Unsurprisingly, Catton’s exuberant, postmodern debut has not won everyone to her cause. In New Zealand, where the book was published last year, some reviewers accused it of being “too much head, too little heart”. But around the world it has gained admirers and awards. Indeed, Joshua Ferris, the author of Then We Came to the End, was effulgent in his praise: “You get the style, the sophistication, the boundless possibility and the narrative pleasures that make up any good novel, but you get a bonus, too: a glimpse into the future of the novel itself.”
All this attention is made more remarkable when you consider that Catton, a giggly, tomboyish chatterbox from Christchurch, on the South Island, is still finishing a Master of Fine Arts in creative writing at the Iowa Writers’ Workshop, one of the most prestigious programmes of its kind. Indeed, she began the course only after The Rehearsal was published. Many Iowa graduates have gone on to win Pulitzers, but few have garnered international recognition before school is out. Charmingly, Catton is still anxious enough that she often scours the internet for new reviews of her book.
“I remember reading one in New Zealand, and they really didn’t like the book,” she says. “The reviewer said, ‘If people talked like this in real life, I’d shoot myself.’ That made me laugh, because if people talked like they do in The Rehearsal in real life, I think I’d shoot myself, too.”
The reviewer’s hackles were raised, in particular, by the dialogue of a character who teaches saxophone and acts as an indiscreet confessor to legions of troubled young girls. This teacher is prone to gorgeous, implausible similes — she talks, for instance, of an embarrassed student’s posture
“folding up tight like the lips of a blossom”. But Catton’s purple dialogue has a point.

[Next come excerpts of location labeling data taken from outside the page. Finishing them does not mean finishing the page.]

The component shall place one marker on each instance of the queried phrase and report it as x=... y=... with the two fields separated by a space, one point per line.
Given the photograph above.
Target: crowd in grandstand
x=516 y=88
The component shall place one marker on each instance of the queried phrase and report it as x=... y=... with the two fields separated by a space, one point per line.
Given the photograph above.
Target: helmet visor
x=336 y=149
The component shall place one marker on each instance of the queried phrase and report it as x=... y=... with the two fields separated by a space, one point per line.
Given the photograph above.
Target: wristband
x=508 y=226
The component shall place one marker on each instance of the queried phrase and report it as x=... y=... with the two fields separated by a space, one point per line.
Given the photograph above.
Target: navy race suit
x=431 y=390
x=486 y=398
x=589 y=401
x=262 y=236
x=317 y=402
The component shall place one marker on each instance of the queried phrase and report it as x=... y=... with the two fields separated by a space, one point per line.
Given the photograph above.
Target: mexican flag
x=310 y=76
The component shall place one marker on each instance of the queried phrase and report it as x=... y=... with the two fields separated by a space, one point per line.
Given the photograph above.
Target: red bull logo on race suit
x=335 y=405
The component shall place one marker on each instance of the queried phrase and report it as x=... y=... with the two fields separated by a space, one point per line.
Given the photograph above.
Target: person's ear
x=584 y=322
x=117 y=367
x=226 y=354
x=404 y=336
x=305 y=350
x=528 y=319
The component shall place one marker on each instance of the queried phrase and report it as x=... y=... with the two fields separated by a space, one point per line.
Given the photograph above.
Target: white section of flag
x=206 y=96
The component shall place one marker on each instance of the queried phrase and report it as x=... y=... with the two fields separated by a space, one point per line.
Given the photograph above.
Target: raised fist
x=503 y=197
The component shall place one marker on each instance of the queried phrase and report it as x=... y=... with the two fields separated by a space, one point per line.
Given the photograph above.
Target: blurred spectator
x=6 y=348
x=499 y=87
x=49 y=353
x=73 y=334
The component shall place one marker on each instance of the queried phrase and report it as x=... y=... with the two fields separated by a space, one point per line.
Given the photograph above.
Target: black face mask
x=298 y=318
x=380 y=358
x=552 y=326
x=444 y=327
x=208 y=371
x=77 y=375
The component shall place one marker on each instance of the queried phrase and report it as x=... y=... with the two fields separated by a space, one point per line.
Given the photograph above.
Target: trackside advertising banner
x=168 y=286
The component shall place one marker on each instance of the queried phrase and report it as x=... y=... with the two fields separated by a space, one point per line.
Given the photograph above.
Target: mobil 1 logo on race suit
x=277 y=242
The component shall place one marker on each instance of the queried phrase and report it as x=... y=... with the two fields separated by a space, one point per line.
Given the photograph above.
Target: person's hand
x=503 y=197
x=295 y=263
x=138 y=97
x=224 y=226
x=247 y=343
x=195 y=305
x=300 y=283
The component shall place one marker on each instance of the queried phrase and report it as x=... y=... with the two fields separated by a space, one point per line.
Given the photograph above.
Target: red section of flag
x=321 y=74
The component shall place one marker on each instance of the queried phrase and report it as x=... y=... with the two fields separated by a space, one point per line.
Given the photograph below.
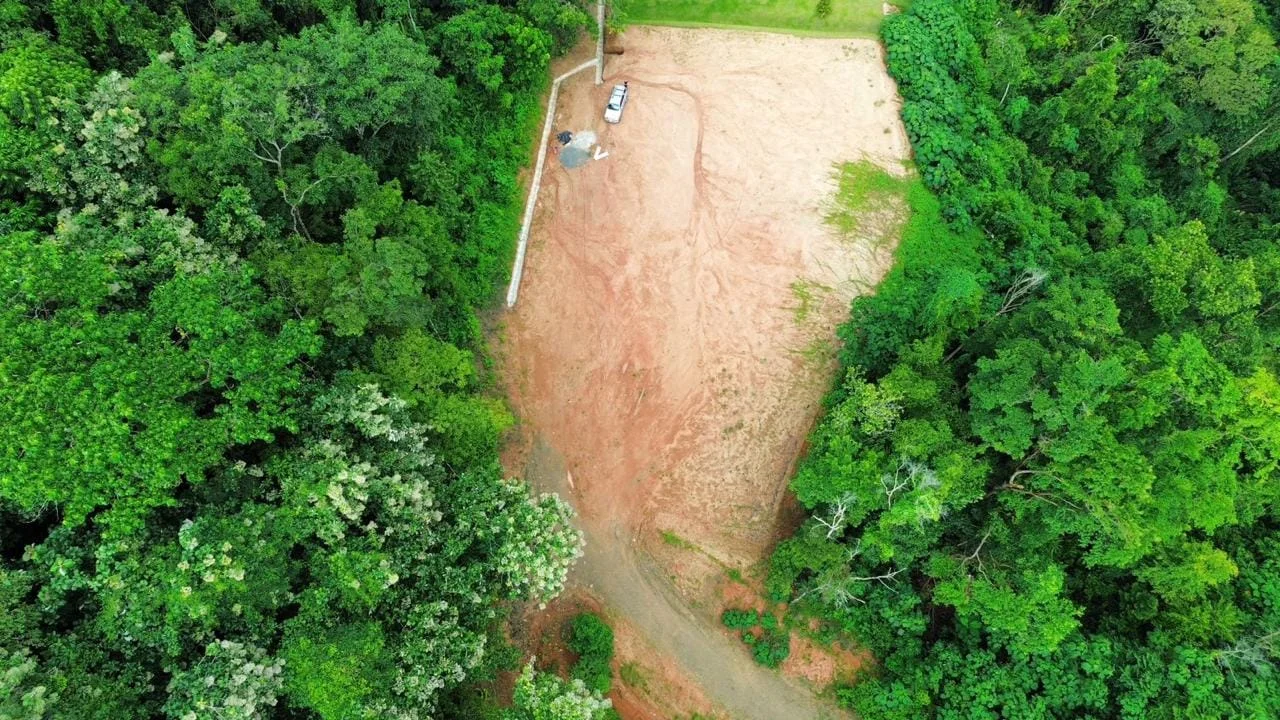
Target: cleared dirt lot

The novel, as its title suggests, is interested in performance, and about how those affected by the sex scandal perform their own personalities.

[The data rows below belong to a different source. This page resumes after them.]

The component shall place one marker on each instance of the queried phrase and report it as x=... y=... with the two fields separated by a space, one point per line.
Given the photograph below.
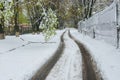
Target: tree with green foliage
x=5 y=14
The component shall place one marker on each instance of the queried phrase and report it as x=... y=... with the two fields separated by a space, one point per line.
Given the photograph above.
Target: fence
x=104 y=25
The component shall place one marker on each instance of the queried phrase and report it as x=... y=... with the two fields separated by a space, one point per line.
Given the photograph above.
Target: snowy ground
x=106 y=56
x=19 y=61
x=69 y=65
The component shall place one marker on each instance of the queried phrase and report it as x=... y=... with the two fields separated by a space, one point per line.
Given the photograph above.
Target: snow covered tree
x=5 y=15
x=49 y=23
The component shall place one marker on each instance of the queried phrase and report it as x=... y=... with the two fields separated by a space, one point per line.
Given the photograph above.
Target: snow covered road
x=69 y=65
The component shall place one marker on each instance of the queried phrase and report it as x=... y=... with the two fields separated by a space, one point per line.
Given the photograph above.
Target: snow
x=106 y=55
x=21 y=57
x=23 y=62
x=69 y=65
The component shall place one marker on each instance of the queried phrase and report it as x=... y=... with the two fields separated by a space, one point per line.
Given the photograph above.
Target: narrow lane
x=69 y=65
x=89 y=72
x=42 y=73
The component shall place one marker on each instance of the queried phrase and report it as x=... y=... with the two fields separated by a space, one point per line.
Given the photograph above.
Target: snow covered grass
x=106 y=56
x=23 y=62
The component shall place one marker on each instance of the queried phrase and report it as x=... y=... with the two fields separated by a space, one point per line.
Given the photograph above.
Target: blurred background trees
x=25 y=16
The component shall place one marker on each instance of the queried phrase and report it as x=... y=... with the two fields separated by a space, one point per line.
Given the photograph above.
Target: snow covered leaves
x=49 y=23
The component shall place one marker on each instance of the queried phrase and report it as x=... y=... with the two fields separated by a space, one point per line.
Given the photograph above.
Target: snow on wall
x=103 y=24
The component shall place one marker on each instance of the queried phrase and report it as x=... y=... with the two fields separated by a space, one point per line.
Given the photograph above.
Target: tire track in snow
x=43 y=72
x=89 y=72
x=68 y=66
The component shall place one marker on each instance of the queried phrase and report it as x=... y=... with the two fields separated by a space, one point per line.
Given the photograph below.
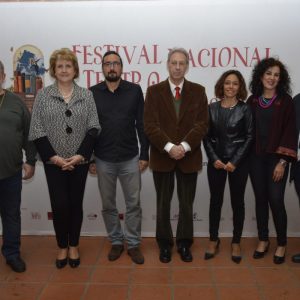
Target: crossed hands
x=143 y=165
x=229 y=167
x=177 y=152
x=67 y=164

Catton understands their plight. She attended a co-ed high school in her home town and admits she was “very self-conscious and dissatisfied at school... those years were sort of hellish”. She was “into music and drama and sculling, a lot of different things, because I couldn’t quite work out what I wanted to be”.
Was there a sex scandal at her school?
“No, but we wanted there to be,” she says, breaking into peals of laughter. “We thought, if only something would happen! We had all that overflow of feeling inside us, and that kind of hyperawareness of where everyone was sitting, and what that means, and the unpicking of every utterance. I think that’s what girls do at high school.”
Catton came to New Zealand from Canada at the age of six, with her two older siblings and her parents, a philosophy professor and a librarian. As a child, she wrote short stories and “the beginnings of novels”.
After studying English at Canterbury University, she moved to Victoria University, in Wellington, to study creative writing. The Rehearsal was the manuscript she produced for her MA at Victoria. How did the idea emerge?
“I had written a dramatic monologue about a saxophone teacher involved in a sex scandal,” she says. “It was about three or four pages long, and about a month later I was looking over some old files on my computer and I wondered whether I could turn it into a piece of fiction. It just sort of grew from there.”